Your choice of covers on the album are quite interesting and diverse. Gershwin’s “Summertime”, Les Rita Mitsouko’s “Un Soir, Un Chien” , and Wendy and Bonnie’s “By The Sea”. Were these favourite songs of yours or ones that you felt fit within the emotional core of the album?

They all had different reasons to be on the record. “Un Soir, Un Chien” I loved and I always wanted to sing it, so it’s me completely indulging in a long-time fantasy. Richard Swift helped putting that together. With Wendy and Bonnie, I wanted to do a cover version, but it would have to be very different from the original. That was the idea. So I thought this is a really nice poppy song if you speed it up. So it’s a very silly little thing that we knocked together in an afternoon, and it was also honouring Wendy and Bonnie working together at a very young age doing really quite mature and beautiful stuff, and a record that fell into a trap with a bad contract and the record never came out properly until two years ago or something. And “Summertime”, one night I found these chords and I just stated singing “Summertime” over the top of it. When it came to picking tracks to go on the record, I didn’t want this one, because it’s so uncool (in a mocking voice) “Summertime”… but the song was like “Look, I want to be on this record. Let me be on this record”, so I thought “Well, Ok”. The idea about my work is to be guided by it, rather than over-controlling everything to suit my ego.

I would imagine that recording your own music is quite different experience, a more freer and involved one, than with Stereolab. Do you enjoy having that autonomy?

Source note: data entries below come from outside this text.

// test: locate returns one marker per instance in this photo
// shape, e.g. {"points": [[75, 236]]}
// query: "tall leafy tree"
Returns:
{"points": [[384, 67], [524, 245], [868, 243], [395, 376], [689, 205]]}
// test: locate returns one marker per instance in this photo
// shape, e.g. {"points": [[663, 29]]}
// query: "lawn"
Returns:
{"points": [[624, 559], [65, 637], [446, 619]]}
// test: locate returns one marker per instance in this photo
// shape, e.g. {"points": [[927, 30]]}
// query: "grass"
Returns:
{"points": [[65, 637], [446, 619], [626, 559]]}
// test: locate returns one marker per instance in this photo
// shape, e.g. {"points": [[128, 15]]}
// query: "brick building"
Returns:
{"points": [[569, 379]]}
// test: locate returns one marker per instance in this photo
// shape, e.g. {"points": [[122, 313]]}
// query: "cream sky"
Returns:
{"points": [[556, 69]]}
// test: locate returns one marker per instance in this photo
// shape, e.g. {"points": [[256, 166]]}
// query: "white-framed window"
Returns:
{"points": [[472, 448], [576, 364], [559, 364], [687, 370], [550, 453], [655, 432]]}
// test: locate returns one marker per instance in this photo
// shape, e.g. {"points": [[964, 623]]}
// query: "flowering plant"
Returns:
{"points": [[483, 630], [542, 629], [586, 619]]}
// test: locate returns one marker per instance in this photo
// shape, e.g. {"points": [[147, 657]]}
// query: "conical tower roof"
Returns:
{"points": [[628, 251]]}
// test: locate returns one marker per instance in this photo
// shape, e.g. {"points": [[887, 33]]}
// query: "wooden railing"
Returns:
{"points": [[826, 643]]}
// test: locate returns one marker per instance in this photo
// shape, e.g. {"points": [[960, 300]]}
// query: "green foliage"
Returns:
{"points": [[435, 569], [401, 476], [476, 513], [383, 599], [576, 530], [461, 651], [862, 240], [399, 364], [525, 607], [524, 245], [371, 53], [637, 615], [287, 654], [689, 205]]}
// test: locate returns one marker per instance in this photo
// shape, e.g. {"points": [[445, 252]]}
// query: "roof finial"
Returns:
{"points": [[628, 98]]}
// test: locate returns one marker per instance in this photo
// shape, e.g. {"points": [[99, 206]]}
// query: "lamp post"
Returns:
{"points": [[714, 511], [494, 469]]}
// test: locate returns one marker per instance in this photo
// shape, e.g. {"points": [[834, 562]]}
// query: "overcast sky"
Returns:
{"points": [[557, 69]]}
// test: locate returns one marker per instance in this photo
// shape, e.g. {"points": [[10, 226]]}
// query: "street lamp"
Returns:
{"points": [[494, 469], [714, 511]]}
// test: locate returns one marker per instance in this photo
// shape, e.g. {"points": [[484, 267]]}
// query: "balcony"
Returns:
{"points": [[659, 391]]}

Yes. It’s funny how it’s being in charge, but it’s also letting go and not wanting to control the every aspect. The people I work with, like Richard Swift and how that happened and fell into my lap. It was like the most gorgeous thing that happened to me, getting to work with this guy and his bassist, Yuuki Matthews. Richard supported us in America, and I had asked them to come on tour with us but I could not enjoy them because of some trauma I was going through. Just right at the end I managed to speak a little bit to Richard and go for a walk and somehow we must’ve said ‘Let’s work together one day’. A few months later they come to play in London, the bass player played one note and I nearly fainted. He was such a good bass player. I’ve never really felt that about any bass player. Just one note… They were fabulous, and after the show, Yuuki gets off-stage and comes straight to me and is like “ So I hear you’re going to record with Richard and I would like to be part of this project’ and I was like ‘Oh really? Yes, yes!”, and it happened. So that process I found so enjoyable and I’m really ready to work with Richard again, and Yuuki if he wants to.

Where did you make the album?

In his studio in Cottage Grove near Portland. It was such a fun time. I met a community of people there that was so super, intelligent people, no big egos, people were down to earth, who get on with their lives, who are in charge of their lives rather than sitting and moaning on their asses complaining it’s not good enough or whatever, or having nervous breakdowns or taking drugs, well, they do take a little drugs, but they just do things. Life’s not easy. They understood that, they’re responsible for it. It put me in such a really beautiful space, so I’m ready to go back there.